The Solicitors Regulation Authority’s (SRA) proposed new rule requiring solicitors to treat colleagues with respect is in part aimed at filling a hole exposed by the prosecution of Ryan Beckwith, it was claimed yesterday.
A webinar hosted by City firm Kingsley Napley heard that the change would likely lead to more reports to the SRA.
The regulator is currently consulting on adding to the codes of conduct an explicit obligation on both individuals and firms to treat colleagues fairly and with respect; not to bully, harass or unfairly discriminate against them; and requiring firms and individuals to challenge behaviour which does not meet this standard.
The High Court ruled in 2020 that Mr Beckwith had not breached the SRA Handbook by having drunken sex with a junior lawyer when a partner at City giant Freshfields Bruckhaus Deringer, although his conduct was “inappropriate”.
Overturning a £35,000 fine imposed by the Solicitors Disciplinary Tribunal, the court identified as crucial the fact that the tribunal did not find the solicitor’s conduct to be an abuse of a position of seniority or authority.
A significant issue in the case was that the tribunal found Mr Beckwith in breach of two of the guiding SRA principles – acting with integrity and upholding public trust – rather than a specific rule.
The High Court said: “Our analysis is premised on the need to define the content of the obligation to act with integrity, which might otherwise be an obligation at large, by reference to the standards set out in the Handbook.”
Kingsley Napley partner Iain Miller, a leading figure in legal regulation, told the webinar that a case similar to Beckwith would likely lead to a different outcome with the proposed rule in place.
“It does articulate directly what I think what we would get from the principles and that was the issue with Beckwith,” he explained.
“The High Court was effectively saying ‘where is the rule?’. Well, here is the rule that makes it quite clear that this is the way one ought to behave.
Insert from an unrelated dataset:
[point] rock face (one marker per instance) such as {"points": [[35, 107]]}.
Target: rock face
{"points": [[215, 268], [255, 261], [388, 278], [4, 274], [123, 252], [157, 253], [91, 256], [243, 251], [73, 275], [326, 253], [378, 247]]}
It does make the SRA’s life a bit easier when they come to look at these cases and particularly if they come to prosecute them.
“That may not be expressed in the consultation in these terms but no doubt that’s part of the thinking behind it.”
Tim Dutton QC, who is often instructed by the SRA in disciplinary cases, agreed. Making clear he was not speaking about the Beckwith case, he said the situation of “a senior solicitor in a managerial position getting a colleague drunk and having consensual sex outside the workplace” was one that involved a lack of respect.
“It seems to me that the rule is intended to pick up on that kind of disrespectful conduct.”
The SRA would not have to prove “evidentially difficult concepts like consent or abuse of position”, Mr Miller added. “You could simply say it breaches this rule, here are the bare facts. It provides a much easier route.”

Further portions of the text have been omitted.